Dans le répertoire, la jeune soeur de La Traviata est l’immensément célèbre Carmen (1875) de George Bizet (1838–1875). La jeune femme travaille dans une fabrique de cigarettes. Elle vit dans l’instant. Elle n’a aucun préjugé (elle est même un peu voleuse à l’occasion) et tombe amoureuse d’un brigadier. Mais elle reste volage, n’hésitant pas à jeter ensuite son dévolu sur un beau toréador. Hélas, elle finit par provoquer autant de jalousie qu’elle a suscité d’amour et tombe sous les coups de poignard du brigadier éconduit. Par rapport à La Traviata qui se déroule dans un monde bourgeois feutré, Carmen est vibrant, spontané et ensoleillé. L’héroïne possède une énorme charge érotique, détonnante sur une scène d’opéra à l’époque. Pour avoir servi ce personnage libre et forcément sulfureux, Georges Bizet est taxé d’obscénité. Il meurt trois mois après la création de l’opéra, persuadé de son échec. Depuis le public s’est beaucoup attaché à Carmen.

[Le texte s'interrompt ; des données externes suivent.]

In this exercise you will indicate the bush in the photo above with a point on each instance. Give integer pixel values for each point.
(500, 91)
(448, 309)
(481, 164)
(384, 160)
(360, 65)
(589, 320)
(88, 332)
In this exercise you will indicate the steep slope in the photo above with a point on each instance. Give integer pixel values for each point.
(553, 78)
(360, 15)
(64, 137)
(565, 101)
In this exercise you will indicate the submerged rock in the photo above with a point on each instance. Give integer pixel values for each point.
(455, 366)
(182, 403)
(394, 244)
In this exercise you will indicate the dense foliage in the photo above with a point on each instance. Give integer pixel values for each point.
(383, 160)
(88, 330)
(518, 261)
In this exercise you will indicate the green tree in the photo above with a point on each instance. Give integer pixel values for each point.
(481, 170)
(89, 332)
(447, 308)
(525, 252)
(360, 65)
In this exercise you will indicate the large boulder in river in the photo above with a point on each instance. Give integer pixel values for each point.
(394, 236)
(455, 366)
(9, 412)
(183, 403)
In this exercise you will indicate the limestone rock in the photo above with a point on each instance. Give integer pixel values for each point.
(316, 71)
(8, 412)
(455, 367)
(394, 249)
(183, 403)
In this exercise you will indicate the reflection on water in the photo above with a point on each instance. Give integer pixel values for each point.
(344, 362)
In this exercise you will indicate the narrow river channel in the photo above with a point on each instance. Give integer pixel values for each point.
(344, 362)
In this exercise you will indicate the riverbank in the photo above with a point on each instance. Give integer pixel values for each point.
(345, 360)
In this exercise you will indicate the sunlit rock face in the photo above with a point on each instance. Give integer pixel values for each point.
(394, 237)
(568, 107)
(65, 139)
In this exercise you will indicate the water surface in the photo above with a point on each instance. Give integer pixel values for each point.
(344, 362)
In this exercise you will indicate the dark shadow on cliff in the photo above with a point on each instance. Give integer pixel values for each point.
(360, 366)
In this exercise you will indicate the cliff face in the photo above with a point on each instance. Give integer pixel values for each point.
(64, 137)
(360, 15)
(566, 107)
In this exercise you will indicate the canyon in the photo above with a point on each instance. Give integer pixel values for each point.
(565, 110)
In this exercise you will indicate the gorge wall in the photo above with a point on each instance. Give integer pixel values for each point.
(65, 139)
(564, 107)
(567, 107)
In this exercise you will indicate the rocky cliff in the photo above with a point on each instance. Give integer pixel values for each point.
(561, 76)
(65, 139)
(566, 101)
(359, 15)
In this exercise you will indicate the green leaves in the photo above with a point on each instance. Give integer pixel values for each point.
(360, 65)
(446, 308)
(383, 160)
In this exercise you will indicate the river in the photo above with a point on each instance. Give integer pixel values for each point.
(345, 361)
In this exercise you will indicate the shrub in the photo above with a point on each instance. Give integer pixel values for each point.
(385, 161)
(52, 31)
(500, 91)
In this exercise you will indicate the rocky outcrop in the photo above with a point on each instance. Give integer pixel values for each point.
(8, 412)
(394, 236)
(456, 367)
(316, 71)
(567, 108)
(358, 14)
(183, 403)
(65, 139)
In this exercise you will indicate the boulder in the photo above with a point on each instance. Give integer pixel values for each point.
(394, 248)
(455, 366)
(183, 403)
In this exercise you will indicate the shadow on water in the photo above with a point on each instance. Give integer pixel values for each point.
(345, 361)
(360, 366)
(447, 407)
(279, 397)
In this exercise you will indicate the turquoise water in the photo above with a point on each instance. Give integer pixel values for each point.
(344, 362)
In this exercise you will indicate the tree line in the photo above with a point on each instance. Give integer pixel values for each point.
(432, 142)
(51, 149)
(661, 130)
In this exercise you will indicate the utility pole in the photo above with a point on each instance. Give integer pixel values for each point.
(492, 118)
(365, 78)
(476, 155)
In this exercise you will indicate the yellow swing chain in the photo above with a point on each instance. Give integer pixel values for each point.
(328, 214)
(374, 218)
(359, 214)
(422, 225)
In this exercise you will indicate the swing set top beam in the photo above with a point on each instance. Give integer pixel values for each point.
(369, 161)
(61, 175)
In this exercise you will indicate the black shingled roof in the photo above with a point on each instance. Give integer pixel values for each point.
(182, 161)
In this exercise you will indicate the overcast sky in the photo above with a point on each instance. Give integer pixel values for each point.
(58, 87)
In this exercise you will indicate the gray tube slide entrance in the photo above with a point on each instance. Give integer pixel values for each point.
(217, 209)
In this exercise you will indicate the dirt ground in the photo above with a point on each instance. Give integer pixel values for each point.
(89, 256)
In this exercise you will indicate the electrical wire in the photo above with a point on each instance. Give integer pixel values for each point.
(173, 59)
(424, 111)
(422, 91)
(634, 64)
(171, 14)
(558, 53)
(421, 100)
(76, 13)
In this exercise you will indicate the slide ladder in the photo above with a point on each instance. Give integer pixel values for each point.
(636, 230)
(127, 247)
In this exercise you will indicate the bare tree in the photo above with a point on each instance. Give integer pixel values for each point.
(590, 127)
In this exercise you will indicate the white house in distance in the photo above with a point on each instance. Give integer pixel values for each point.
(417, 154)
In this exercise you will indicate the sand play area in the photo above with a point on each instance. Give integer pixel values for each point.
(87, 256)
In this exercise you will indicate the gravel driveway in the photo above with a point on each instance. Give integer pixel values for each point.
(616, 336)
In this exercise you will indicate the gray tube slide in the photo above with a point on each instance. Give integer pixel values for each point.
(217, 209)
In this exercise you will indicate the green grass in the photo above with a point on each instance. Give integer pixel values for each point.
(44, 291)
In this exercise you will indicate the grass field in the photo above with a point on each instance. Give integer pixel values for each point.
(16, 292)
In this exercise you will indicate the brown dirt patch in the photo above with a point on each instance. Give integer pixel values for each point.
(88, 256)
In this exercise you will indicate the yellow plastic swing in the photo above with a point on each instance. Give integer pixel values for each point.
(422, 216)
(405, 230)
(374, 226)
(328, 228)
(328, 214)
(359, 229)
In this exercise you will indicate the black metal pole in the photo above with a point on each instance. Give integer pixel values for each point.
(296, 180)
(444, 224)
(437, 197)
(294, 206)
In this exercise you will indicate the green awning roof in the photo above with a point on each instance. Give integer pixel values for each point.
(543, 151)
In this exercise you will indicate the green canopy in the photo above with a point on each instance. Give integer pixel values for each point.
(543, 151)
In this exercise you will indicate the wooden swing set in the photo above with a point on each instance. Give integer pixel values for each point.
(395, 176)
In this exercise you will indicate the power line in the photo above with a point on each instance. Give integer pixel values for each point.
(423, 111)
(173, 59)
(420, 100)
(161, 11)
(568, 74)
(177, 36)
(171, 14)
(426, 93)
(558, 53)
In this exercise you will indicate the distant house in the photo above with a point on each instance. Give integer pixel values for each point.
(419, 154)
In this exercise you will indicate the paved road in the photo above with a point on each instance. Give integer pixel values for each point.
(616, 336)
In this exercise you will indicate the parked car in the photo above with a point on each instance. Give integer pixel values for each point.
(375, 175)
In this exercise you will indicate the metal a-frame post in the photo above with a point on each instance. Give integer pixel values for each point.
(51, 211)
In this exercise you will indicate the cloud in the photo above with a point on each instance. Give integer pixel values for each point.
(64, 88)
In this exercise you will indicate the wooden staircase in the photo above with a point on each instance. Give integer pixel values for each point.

Le personnage comme l’opéra comptent aujourd’hui parmi les favoris des amateurs du monde entier.
Le début du 20e siècle de l’opéra est féminin
L’opéra romantique avait atteint un sommet artistique. Les héritiers du début du 20e siècle cherchent à renouveler de manière originale le répertoire. C’est à ce moment que les personnages féminins forts prennent une place de premier plan. Les grands compositeurs Richard Strauss (1864–1949) et Giacomo Puccini (1858–1924) ont consacré leur carrière à dépeindre des héroïnes plutôt que des héros. Les personnages masculins gravitent au gré des volontés et désirs de ces nouvelles femmes d’énergie. Strauss avec Salomé, Elektra, Ariane à Naxos, La Femme sans Ombre ou Daphné dépeint tour à tour des femmes névrosée, éprise de vengeance, amoureuse, jalouse ou en quête de maternité. Elles sont maîtrisent leur destin. Parmi ces héroïnes, la plus déterminée est certainement Salomé qui s’adonne à la fameuse « Danse des sept voiles » pour obtenir une faveur du lubrique gouverneur de Judée. Elle use de toute sa lascivité pour parvenir à ses fins, mais attire à elle la réprobation unanime de ses proches.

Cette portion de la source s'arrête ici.